A few habits matter more than the products. Use lukewarm water rather than hot — heat pulls at the barrier and leaves skin tight. Keep the whole thing gentle; cleansing works by dissolving and rinsing, so there’s nothing to scrub. And don’t drag it out — a minute or two is enough, and leaving cleanser sitting on your face doesn’t clean it any better.

For the second wash, a low-pH foam or gel that leaves skin comfortable rather than squeaky is the one to reach for most nights.

Skin’s surface is mildly acidic — a 2006 study in the International Journal of Cosmetic Science put its natural pH below 5, around 4.7 — so a low-pH wash works with that baseline instead of pushing it toward the alkaline range a bar of soap would. It’s a big part of why a good second cleanse takes the day off without leaving your face tight; the rest is mild surfactants and, for skin that reacts, no fragrance.

Choosing the two cleansers

Two cleansers, two jobs, two things to look for.

For the oil cleanse, you want one that emulsifies cleanly and rinses without a film. Oil, balm or milk is down to preference — balms suit drier skin, lighter oils suit oily or acne-prone skin — and the heartleaf, rice or other hero ingredient on the front barely matters in a product you rinse straight off. The rinse is what matters.

For the water cleanse, look for low-pH, and fragrance-free if your skin reacts easily. This is the catch with a lot of gentle-sounding Korean washes: “soothing” and “low-pH” formulas are often quietly built on essential oils, which are a common trigger for sensitive skin. Our pick of fragrance-free Korean cleansers for sensitive skin reads the ingredient lists so you don’t have to, and you can see the full step on the cleansers hub.

The Australian angle

This is where double cleansing earns its keep more than almost anywhere. The whole case for the oil step rests on removing sunscreen — and in Australia, you should be wearing sunscreen every day. We have some of the highest UV levels in the world, which makes daily SPF the step skin here can least afford to skip, so for most people there’s sunscreen to take off every single evening. That turns the nightly oil-then-water cleanse from an added extra into the obvious end of the day. For which sunscreen to wear, and the quirks of buying Korean SPF here, see our sunscreen guide.
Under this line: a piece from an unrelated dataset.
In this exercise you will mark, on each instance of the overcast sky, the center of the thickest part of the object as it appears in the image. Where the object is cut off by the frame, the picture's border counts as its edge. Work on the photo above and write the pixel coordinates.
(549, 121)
The flip side is the caution that runs through the rest of a Korean routine: gentle wins. Double cleansing each night is fine; double cleansing plus a daily exfoliant plus a strong active is how a barrier gets stripped. If you use an exfoliant or other targeted treatment, it goes on after cleansing, and not every night.

The most common mistakes

  • Double cleansing bare skin. If you haven’t worn sunscreen or makeup, two washes is one too many. Match the cleanse to the day.
  • Skipping the oil step at night. Over sunscreen, a foam tends to smear it around rather than lift it — the oil cleanse is the part that removes it.
  • Hot water and scrubbing. Heat and friction wear at the barrier; the cleanse should be a gentle dissolve-and-rinse.
  • Buying for the hero ingredient. Snail, rice, heartleaf — in a product you rinse off in seconds, the marketing star does almost nothing. Judge an oil on its rinse and a wash on its pH.
  • Treating the morning like the night. Skin you cleaned eight hours ago hasn’t collected anything to oil-cleanse off — one gentle wash, or water, is enough.

Where to start

If you wear sunscreen or makeup, start tonight: a light cleansing oil to take it off, then a low-pH water-based wash, with lukewarm water and a gentle hand. Pick those two from the cleansers hub, and if your skin runs reactive, our fragrance-free picks are the safe place to begin. To see where the cleanse sits in the whole sequence, how to build a Korean skincare routine lays it out in order.

Two cleanses, two jobs, and only on the days your skin has something to take off. That’s double cleansing without the fuss.